Proofs of concept have been carried out on all three options:

  1. Secrets Store CSI - works, but relatively complex to get up and running. Secrets rotation and syncing with Kubernetes Secrets currently experimental/alpha. The use of CSI volumes as an abstraction requires that secrets be mounted as a volume on disk even when secrets are only consumed as env vars by containers. Secrets volume definition in Pods/Deployments is quite verbose and something of a leaky abstraction, as the CSI driver and volume attributes must be specified. Overall CSI feels like the wrong abstraction for external secret stores, as they are fundamentally neither file nor block storage.
  2. kubernetes-external-secrets - Quick and easy to get up and running and simple to use within an application as only one resource (ExternalSecret) is required. Works as expected with IRSA. In-cluster secrets access control is relatively basic and coarse-grained. Does not support a highly-available deployment (multiple replicas) without the risk of excessive API calls or race conditions.
  3. external-secrets - More complex to get up and running than kubernetes-external-secrets, less so than Secrets Store CSI. Documentation is somewhat thin, although the API spec is comprehensive. Supports multiple modes of operation for multi-tenancy and access control. Project is still in a relatively early stage, so APIs may change. Supports highly available deployments via leadership election.
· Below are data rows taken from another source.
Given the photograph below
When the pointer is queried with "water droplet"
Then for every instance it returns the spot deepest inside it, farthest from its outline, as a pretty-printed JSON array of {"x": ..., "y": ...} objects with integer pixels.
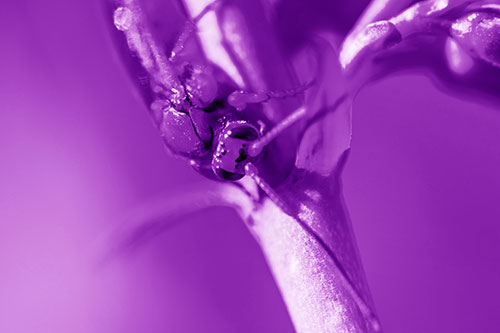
[{"x": 123, "y": 18}]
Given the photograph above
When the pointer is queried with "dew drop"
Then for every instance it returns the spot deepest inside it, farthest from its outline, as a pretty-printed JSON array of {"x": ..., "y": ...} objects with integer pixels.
[{"x": 122, "y": 18}]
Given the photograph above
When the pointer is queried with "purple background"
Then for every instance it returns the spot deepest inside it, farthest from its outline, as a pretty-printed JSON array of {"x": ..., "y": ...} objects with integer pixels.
[{"x": 77, "y": 150}]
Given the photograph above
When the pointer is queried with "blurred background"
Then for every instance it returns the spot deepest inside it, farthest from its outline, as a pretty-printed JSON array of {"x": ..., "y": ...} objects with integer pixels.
[{"x": 78, "y": 150}]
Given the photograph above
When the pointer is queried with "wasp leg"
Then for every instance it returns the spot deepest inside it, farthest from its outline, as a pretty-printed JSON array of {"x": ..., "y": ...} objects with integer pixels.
[
  {"x": 239, "y": 99},
  {"x": 189, "y": 28}
]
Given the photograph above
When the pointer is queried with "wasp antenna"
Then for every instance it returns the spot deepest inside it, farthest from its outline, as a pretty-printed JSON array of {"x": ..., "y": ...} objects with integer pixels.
[
  {"x": 251, "y": 171},
  {"x": 256, "y": 148}
]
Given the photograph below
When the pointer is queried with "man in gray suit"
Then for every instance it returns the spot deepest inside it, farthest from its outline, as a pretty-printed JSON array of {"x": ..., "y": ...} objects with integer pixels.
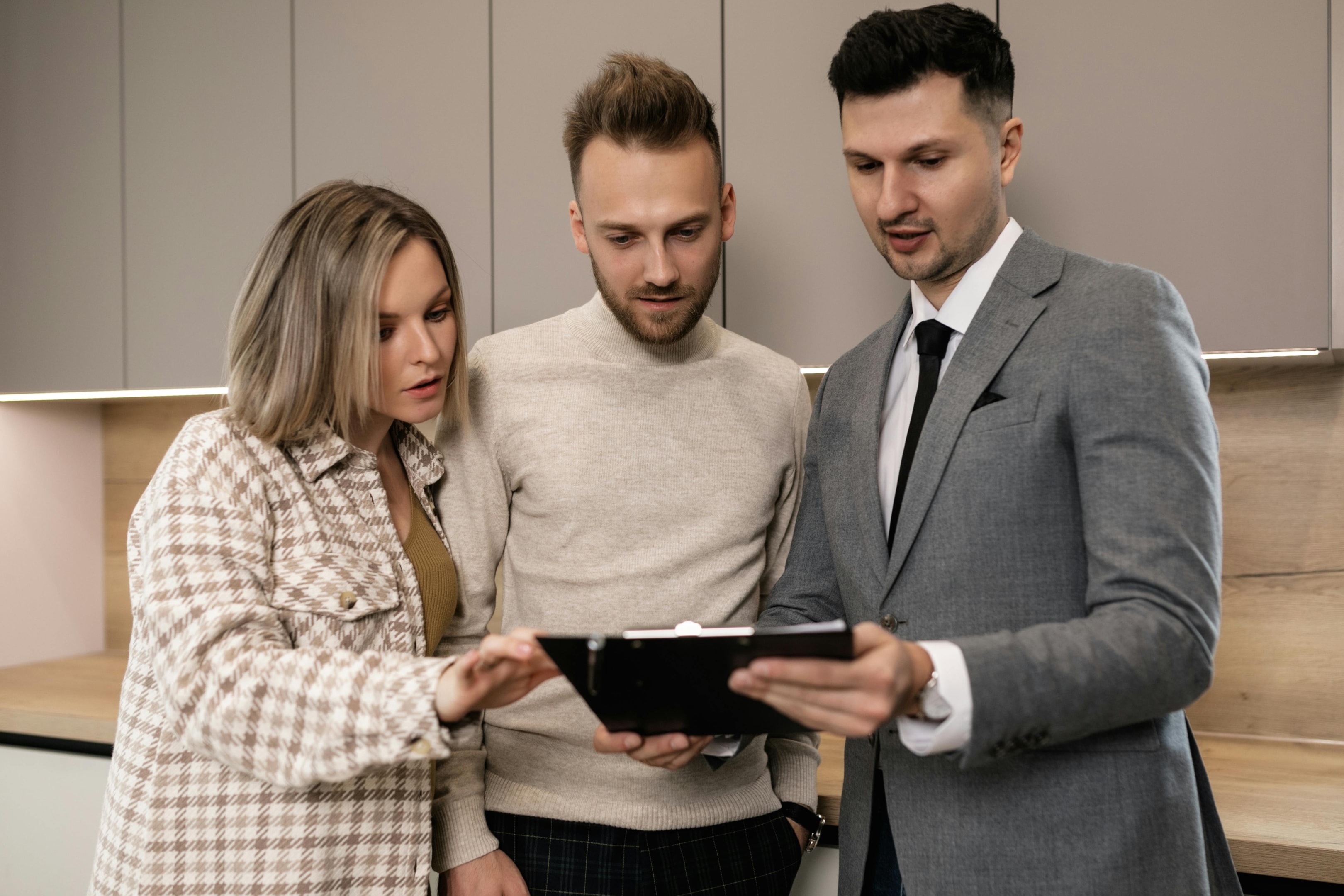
[{"x": 1017, "y": 477}]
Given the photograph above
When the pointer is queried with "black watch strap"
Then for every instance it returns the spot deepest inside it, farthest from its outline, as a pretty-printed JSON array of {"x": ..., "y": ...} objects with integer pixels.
[{"x": 806, "y": 818}]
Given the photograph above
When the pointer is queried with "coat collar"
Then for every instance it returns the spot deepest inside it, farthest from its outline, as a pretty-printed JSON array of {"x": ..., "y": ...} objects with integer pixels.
[
  {"x": 1008, "y": 311},
  {"x": 320, "y": 453}
]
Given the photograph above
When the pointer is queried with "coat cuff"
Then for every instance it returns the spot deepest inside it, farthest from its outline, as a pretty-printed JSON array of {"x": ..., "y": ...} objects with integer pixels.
[
  {"x": 407, "y": 699},
  {"x": 460, "y": 832}
]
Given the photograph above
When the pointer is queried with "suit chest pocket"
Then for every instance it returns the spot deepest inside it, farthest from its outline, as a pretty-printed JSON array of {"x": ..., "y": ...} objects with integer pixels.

While multi-tenancy is not a primary concern at this stage, we may discover a need for some level of access control and segregation as more applications are introduced.

Decision

Use external-secrets.

While kubernetes-external-secrets is more mature and slightly simpler to deploy and use, it is also on a deprecation path, with no plans for a migration path to external-secrets.

external-secrets is less mature and slightly more complex, but not significantly so, and proof of concept tests did not raise any significant issues.

Given that kubernetes-external-secrets is destined for deprecation we should invest our time in the future-facing project, even though it is still in a relatively early stage.

Consequences

We may encounter higher than average levels of bugs and changes as the project is in a relatively early stage.

Structure of secrets in AWS and IAM roles/access patterns must be established (to be covered in a future ADR).

To maintain end-to-end encryption of secrets, EKS KMS encryption for Kubernetes Secrets must be enabled.

Secret rotation does not automatically restart secrets-consuming Pods (this is true of all three projects) - a separate component such as Reloader would be required to implement this.